Be careful when carrying a harvested turkey from the woods. Do not allow the wings to hang loosely or the head to be displayed in such a way that another hunter may think it is a live bird. If possible, cover the turkey in a blaze orange garment or other material.

Although it’s not required, it is suggested that hunters wear blaze orange when moving between a vehicle and a hunting site. When moving between hunting sites, hunters should wear blaze orange on their upper bodies to facilitate their identification by other hunters.

NEW this year: all turkey hunters, including those under 16 years of age, landowners, honorary, lifetime, and sportsman license holders, must obtain a free harvest record each season.  Before moving a harvested turkey, hunters are required to immediately enter the date and county on the harvest record, and within 72 hours, must complete the reporting process through Georgia Game Check.  More information about this requirement at www.georgiawildlife.com/HarvestRecordGeorgiaGameCheck.

Turkey hunters must possess a valid hunting license and a big game license to legally hunt turkeys in Georgia. If hunting on a wildlife management area, hunters must also possess a WMA license.  Sportsmen and women must always obtain permission from a landowner before hunting on private land. Only male turkeys may be harvested, and the season bag limit is three gobblers per hunter.  

Where can you get a license? Buy it online, find a list of retail license vendors at www.georgiawildlife.com/licenses-permits-passes or buy it by phone at 1-800-366-2661.

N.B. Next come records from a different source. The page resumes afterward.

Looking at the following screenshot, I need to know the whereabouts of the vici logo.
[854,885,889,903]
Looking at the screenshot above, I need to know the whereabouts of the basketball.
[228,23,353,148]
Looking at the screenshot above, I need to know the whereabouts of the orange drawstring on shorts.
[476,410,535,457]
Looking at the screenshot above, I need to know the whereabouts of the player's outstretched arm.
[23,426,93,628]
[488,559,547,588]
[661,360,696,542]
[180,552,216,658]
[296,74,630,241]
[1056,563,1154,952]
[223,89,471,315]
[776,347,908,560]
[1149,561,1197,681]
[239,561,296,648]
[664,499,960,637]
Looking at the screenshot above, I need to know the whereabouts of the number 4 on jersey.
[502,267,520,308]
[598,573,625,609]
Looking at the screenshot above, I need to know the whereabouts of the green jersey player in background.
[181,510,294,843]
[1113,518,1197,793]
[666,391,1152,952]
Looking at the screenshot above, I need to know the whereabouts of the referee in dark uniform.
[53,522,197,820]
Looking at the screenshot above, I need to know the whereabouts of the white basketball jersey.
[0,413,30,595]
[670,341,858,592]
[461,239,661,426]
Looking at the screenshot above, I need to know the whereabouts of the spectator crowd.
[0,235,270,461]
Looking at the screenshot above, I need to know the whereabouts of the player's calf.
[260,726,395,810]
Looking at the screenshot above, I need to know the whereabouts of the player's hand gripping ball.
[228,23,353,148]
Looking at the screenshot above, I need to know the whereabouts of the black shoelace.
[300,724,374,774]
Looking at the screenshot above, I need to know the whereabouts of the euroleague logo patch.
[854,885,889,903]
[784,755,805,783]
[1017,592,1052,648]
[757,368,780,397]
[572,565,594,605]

For more hunting information, visit www.georgiawildlife.com/hunting/regulations.    

Get hunter education requirement met before turkey season

Hunters in need of the Georgia hunter education course  have two options - completely online or a classroom course, according to the Georgia Department of Natural Resources’ Wildlife Resources Division.

“This past fall, our customers were provided with the new opportunity to take the hunter education course completely online,” says Walter Lane, hunter development program manager with the Wildlife Resources Division.  “This allows students to complete the course at THEIR convenience.  We also continue to offer the more traditional classroom course.” 

The four available online courses each require a fee (from $9.95 - $24.95) but all are “pass or don’t pay” courses.  Fees for these courses are charged by and collected by the independent course developer.  If the online course vendor fees are an obstacle, students can obtain a free CD-ROM by contacting their local DNR law enforcement office or the Hunter Development Office (770-761-3010).  Additionally, the classroom course is free of charge. 

Completion of a hunter education course is required for any person born on or after January 1, 1961, who:

purchases a season hunting license in Georgia.

is at least 12 years old and hunts without adult supervision. 

hunts big game (deer, turkey, bear) on a wildlife management area. 

The only exceptions include any person who:

purchases a short-term hunting license, such as the Apprentice License or the 3-day Hunting and Fishing Combo License (as opposed to a season license). 

is hunting on his or her own land, or that of his or her parents or legal guardians.